Hear this, people of Earth who donut eat mustard! You may face problems in life! Problems such as a flat tyre on your vehicle, a runny nose, a midge stuck in your eye, dandruff, stupid big man feet, mouldy cheese in the fridge, or chronic sneezing fits. These are problems. There, however, is, though, a cure.
The cure is mustard. Mustard is yellow stuff which you smear on food stuffs to create a horrifying tangy sensation which can make your eyes bleed. Whilst the more cretinous members of society may have an issue with this, please do realise the enlightened folk of the world know mustard to be the glorious alleviator of all things rubbish.
Mustard itself was born in 1663 to a working class family. Raised purely on a diet of vinegar and petulance, so too mustard became vinegary and petulant. Yet worse was to follow the worst. Bullied at school by horseradish and mayonnaise, mustard became an outsider who brewed furiously, yet silently, in a mixture water, salt, and lemon. In short, this made mustard one tough SOB.
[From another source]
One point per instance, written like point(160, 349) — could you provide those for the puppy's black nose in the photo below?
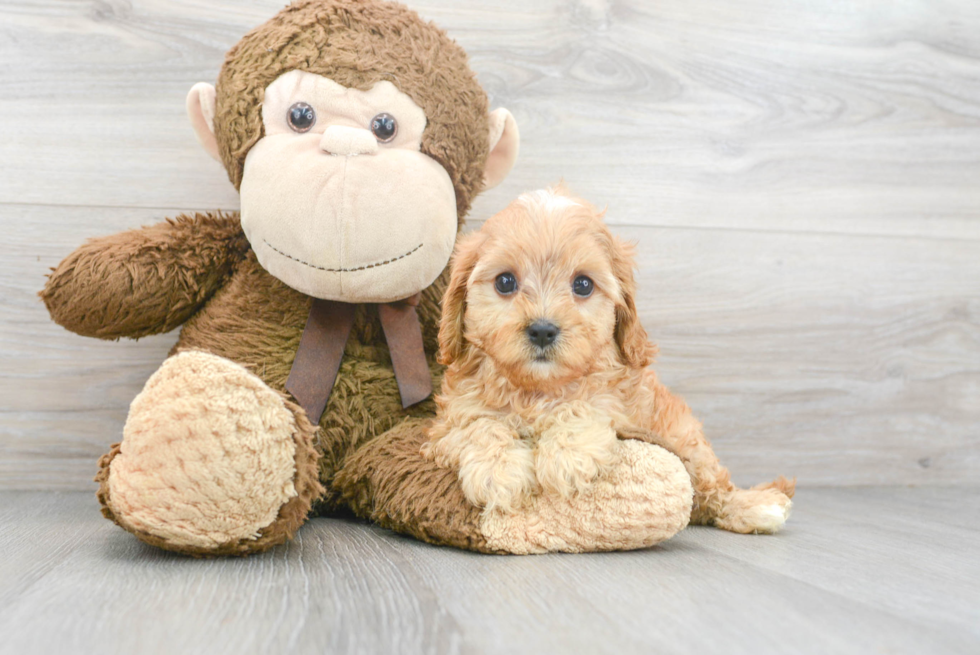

This lesson in life made mustard a sensation when it released itself onto the food market in 1700. Chefs hurled themselves upon it and restaurants foisted mustard soup, mustard cake, and mustard cocktails onto their terrified patrons. Over thyme these practices were refined and now you’ll find mustard typically nestling on top of a hotdog (a “sausage” made out of rat’s intestines, salt, aspic, and cement dust) and in wasabi.
Thusly, mustard has found its place in life as a condiment in the pub of life. People stand and dither at the condiment table, usually plumping for tomato ketchup like the fatuous plebs they are, but the reality is mustard is the one. Mustard will brighten your life. Mustard. Is. Yellow.